Most of them were older, and their lawn-mowing years were over. Retirement, for them, came down to sitting under their aluminum patio cover after an afternoon of blowing the leaves off the never-growing lawn. They smiled a lot, and Jake envied them. But he got a good tan out of the work, and all the digging kept him in shape. Still, he felt deep down, somewhere in his soul, that installing fake grass was an affront to God. And here he was rolling the astroturf out over his own neighborhood.

He couldn't help but look at it, as he ran past. He saw the turf coming up on one corner. And a bump in the middle where an old root was that he couldn't (or didn't) remove during the install. He saw the sand collecting on one end, and blowing up on to the driveway. He hoped the customer didn't recognize him running past, and he tried not to notice the grasses' more than ten percent fade rate, which was contrary to the written warranty. It wasn't his fault!

And as he came past, and around and back up the hill to his house, he thought of today's job: another lawn in another part of town. The digging that needed to be done, and how tiring it as going to be in the noonday sun, and how tired he already was, from the run. And why was he out here doing it to himself, anyway?

He was about to step into the boulevard and back across when he saw him there on the other side. The Naked Runner. Little blue shorts today. Running shoes. And, again, no shirt. The man with intent, and at a good clip. Jake kind of admired the pace the guy kept, to be honest, but that clenched jaw and those squinting eyes. That furrowed brow that looked angry, it kept Jake at bay, and he moved up the opposite side of the street until he was past. And then he crossed. Avoiding the naked runner entirely. Don't mess with him, he thought. Best not to get in his way.

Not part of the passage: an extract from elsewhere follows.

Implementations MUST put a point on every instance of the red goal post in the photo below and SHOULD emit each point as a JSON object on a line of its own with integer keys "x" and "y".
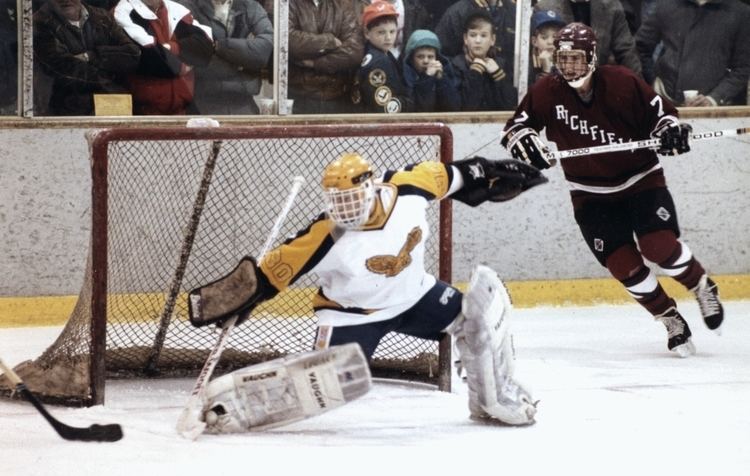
{"x": 173, "y": 208}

And he followed the sidewalk the last few blocks home. Under the pine trees and sidestepping the ankle-busting pinecones that rolled beneath his feet. Past the graffiti laced street sign that he'd been meaning to clean, and around the last corner, over the old manhole cover, up around the gutter and storm drain, and there it caught his eye, as it always does, the old rusty brake drum.

It looked like it had come off a truck a year or so ago, and the weight of it, and it's unobtrusive location away from the walk, left it undisturbed there. No one felt the need to move it, or haul it away. The brake just sat and rusted, there, at the side of the road. Jake tied to make a metaphor out of it, on nearly every run. That here was an abandoned brake, rusting away. That perhaps it was shorn off by someone in the heat of escape, racing to break out out and away from the suburbs. The brakes had come off, and it was no matter. We've got to get out of here, and we've got to go fast. And we're not gonna need that because we ain't planning on stopping.

But that was not the metaphor that stuck in Jake's head. It was quite the contrary. It was a brake, to be sure, but it was frozen in time, and not going anywhere. We'd stopped in the suburbs for repairs, and just plain rusted out. We broke down and stopped forever.

When Jake got home he walked off the sweat a bit before heading inside. And between the curb and his desk was a wash of a thousand little tasks: consider what had to be unloaded and loaded into the truck for the day, get next week's orders in, return a few phone calls and type up those all-important invoices, clean the coffee carafe, pick up the kids' toys -especially the wheeled ones at the top of the stairs- and fill his water bottle for the work day, change into his boots, figure his schedule and get out. It was another busy day, and he'd already blown an hour of it running around the neighborhood. 

As he pulled the truck out of the driveway and headed out of the cul-de-sac, he saw the Naked Runner coming in, full stride. They didn't make eye contact, but Jake remembered that he hadn't gotten around to writing any of it down that morning, and he intended to catch up on it later that night after the kids were put to bed. But he was afraid he'd know just how tired he'd be by then, after a day of digging up old dead grass, and he knew no words would get down on paper tonight either.